Create and Use Custom Vocabulary

You can see how to create and use your own vocabulary of tokens when chunking data.

Here, you use the chunker helper function CREATE_VOCABULARY from the DBMS_VECTOR_CHAIN package to load custom vocabulary. This vocabulary file contains a list of tokens, recognized by your model's tokenizer.
  1. Start SQL*Plus and connect to Oracle Database as a local test user:
    1. Log in to SQL*Plus as the sys user, connecting as sysdba, to a pluggable database (PDB) within your multitenant container database (CDB):
      conn sys/password@CDB_PDB as sysdba
      CREATE TABLESPACE tbs1
      DATAFILE 'tbs5.dbf' SIZE 20G AUTOEXTEND ON
      EXTENT MANAGEMENT LOCAL
      SEGMENT SPACE MANAGEMENT AUTO;
    2. Create a local test user (docuser) and grant necessary privileges:
      drop user docuser cascade;
      create user docuser identified by docuser DEFAULT TABLESPACE tbs1 quota unlimited on tbs1;
      grant DB_DEVELOPER_ROLE to docuser;
    3. Create a local directory on your server (VEC_DUMP) to store your vocabulary file. Grant necessary privileges:
      create or replace directory VEC_DUMP as '/my_local_dir/';
      grant read, write on directory VEC_DUMP to docuser;
      
      commit;
    4. Transfer the vocabulary file for your required model to the VEC_DUMP directory.

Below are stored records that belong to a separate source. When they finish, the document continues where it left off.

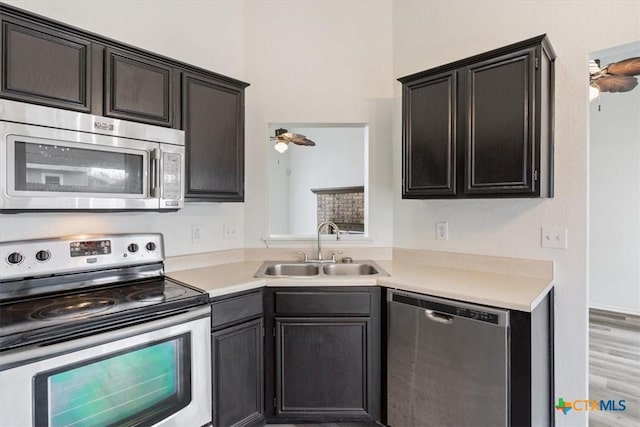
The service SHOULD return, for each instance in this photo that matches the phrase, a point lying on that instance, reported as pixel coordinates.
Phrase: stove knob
(15, 258)
(43, 255)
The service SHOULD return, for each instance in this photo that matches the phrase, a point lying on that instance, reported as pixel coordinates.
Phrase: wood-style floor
(614, 367)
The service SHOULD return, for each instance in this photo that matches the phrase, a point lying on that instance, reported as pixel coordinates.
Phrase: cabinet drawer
(235, 309)
(323, 303)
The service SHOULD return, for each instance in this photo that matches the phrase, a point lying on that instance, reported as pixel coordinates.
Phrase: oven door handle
(22, 356)
(155, 173)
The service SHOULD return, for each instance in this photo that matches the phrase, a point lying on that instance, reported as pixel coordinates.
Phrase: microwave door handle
(155, 173)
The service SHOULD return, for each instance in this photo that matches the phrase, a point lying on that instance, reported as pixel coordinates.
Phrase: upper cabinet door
(138, 88)
(213, 119)
(45, 66)
(481, 126)
(429, 140)
(499, 131)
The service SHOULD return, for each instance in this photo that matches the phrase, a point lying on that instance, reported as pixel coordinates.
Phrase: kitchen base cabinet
(237, 361)
(324, 355)
(531, 365)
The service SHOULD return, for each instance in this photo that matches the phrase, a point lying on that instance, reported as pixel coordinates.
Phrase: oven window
(139, 386)
(55, 168)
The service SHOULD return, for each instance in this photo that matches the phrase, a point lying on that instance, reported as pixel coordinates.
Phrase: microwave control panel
(172, 187)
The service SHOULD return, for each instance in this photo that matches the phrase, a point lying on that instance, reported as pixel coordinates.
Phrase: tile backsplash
(342, 205)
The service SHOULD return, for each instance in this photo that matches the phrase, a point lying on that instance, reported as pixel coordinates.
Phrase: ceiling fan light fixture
(281, 146)
(593, 92)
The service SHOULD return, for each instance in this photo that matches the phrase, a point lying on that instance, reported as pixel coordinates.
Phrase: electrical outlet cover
(554, 237)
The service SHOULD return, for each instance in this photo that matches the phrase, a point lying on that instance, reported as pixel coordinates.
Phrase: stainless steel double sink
(310, 269)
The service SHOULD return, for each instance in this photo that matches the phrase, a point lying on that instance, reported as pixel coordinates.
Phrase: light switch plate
(196, 233)
(554, 237)
(442, 230)
(230, 232)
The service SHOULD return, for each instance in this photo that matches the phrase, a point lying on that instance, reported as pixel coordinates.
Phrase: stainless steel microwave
(53, 159)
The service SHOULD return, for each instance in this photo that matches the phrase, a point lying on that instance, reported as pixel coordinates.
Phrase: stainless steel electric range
(92, 333)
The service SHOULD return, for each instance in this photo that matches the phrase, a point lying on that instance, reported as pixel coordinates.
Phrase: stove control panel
(32, 258)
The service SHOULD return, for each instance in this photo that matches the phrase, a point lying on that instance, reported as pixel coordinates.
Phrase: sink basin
(349, 269)
(310, 269)
(292, 270)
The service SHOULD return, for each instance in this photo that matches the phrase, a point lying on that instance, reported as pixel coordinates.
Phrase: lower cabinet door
(238, 383)
(322, 368)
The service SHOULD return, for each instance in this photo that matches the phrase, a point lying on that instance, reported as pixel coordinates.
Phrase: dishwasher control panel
(450, 307)
(477, 315)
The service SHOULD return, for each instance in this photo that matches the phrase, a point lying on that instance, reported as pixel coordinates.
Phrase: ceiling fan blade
(626, 67)
(615, 83)
(303, 141)
(298, 139)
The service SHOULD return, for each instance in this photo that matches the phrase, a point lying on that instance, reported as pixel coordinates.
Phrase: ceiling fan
(284, 137)
(615, 77)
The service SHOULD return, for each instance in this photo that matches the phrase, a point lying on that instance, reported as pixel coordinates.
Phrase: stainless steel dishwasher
(447, 363)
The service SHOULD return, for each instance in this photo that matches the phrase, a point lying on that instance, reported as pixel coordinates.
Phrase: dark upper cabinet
(50, 63)
(44, 65)
(482, 126)
(429, 151)
(138, 88)
(213, 119)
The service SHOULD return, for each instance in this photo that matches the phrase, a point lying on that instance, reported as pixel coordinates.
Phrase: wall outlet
(554, 237)
(442, 231)
(196, 233)
(229, 232)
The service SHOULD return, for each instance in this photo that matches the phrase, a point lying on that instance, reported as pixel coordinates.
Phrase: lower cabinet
(324, 354)
(237, 361)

      For example, if using WordPiece tokenization, you can download and transfer the vocab.txt vocabulary file for "bert-base-uncased".

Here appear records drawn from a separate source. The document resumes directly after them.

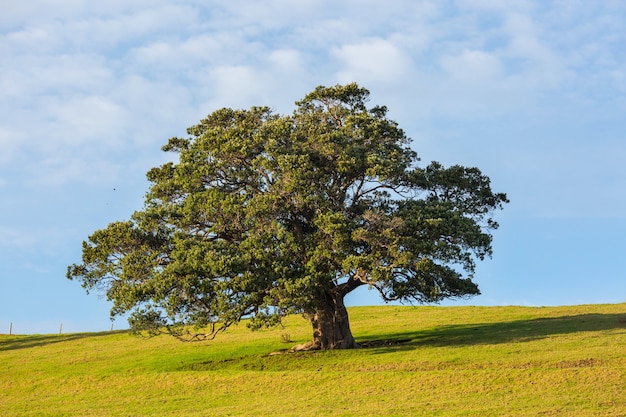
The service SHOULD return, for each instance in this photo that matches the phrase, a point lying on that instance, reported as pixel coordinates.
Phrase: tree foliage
(264, 215)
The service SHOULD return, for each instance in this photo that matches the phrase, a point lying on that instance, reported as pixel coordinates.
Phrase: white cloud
(374, 60)
(473, 66)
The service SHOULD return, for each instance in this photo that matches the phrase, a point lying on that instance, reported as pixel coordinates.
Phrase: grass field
(447, 361)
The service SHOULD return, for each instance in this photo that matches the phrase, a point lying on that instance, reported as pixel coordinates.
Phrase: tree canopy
(264, 215)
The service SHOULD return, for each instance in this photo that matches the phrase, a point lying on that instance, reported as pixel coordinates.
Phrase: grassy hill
(422, 361)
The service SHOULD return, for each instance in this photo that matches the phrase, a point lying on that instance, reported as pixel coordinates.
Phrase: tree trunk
(331, 327)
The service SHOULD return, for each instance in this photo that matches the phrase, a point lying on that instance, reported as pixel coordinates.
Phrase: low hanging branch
(265, 215)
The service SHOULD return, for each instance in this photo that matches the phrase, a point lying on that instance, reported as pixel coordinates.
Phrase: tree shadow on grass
(15, 342)
(495, 333)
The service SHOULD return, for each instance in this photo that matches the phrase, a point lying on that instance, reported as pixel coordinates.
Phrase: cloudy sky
(531, 92)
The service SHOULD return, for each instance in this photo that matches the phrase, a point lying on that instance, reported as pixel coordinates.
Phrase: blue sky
(531, 92)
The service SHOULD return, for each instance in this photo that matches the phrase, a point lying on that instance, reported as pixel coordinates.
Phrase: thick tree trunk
(331, 327)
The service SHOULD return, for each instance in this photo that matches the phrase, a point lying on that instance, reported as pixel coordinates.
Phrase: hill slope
(435, 361)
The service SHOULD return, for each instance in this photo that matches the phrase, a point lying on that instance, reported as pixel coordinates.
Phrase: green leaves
(265, 215)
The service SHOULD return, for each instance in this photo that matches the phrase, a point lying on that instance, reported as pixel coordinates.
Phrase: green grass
(452, 361)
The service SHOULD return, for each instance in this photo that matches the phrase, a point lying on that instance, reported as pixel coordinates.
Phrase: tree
(265, 215)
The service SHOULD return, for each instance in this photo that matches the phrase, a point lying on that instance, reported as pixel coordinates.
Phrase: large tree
(264, 215)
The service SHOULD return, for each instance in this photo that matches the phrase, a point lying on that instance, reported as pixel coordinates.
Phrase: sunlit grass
(451, 361)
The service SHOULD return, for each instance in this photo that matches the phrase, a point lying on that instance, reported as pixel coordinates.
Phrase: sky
(532, 92)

    5. Connect to Oracle Database as the test user and alter the environment settings for your session:
      conn docuser/password@CDB_PDB;
      
      SET ECHO ON
      SET FEEDBACK 1
      SET NUMWIDTH 10
      SET LINESIZE 80
      SET TRIMSPOOL ON
      SET TAB OFF
      SET PAGESIZE 10000
      SET LONG 10000
  2. Create a relational table (doc_vocabtab) to store your vocabulary tokens in it:
    CREATE TABLE doc_vocabtab(token nvarchar2(64))
      ORGANIZATION EXTERNAL
      (default directory VEC_DUMP
       ACCESS PARAMETERS (RECORDS DELIMITED BY NEWLINE)
       location ('bert-vocabulary-uncased.txt'));
  3. Run DBMS_VECTOR_CHAIN.CREATE_VOCABULARY to create a vocabulary (doc_vocab).
    DECLARE
      vocab_params clob := '{"table_name"     : "doc_vocabtab",
                           "column_name"      : "token",
                           "vocabulary_name"  : "doc_vocab",
                           "format"           : "bert",
                           "cased"            : false}';
    
    BEGIN
      dbms_vector_chain.create_vocabulary(json(vocab_params));
    END;
    /
After loading the token vocabulary, you can now use the BY VOCABULARY chunking mode (with VECTOR_CHUNKS or UTL_TO_CHUNKS) to split data by counting the number of tokens.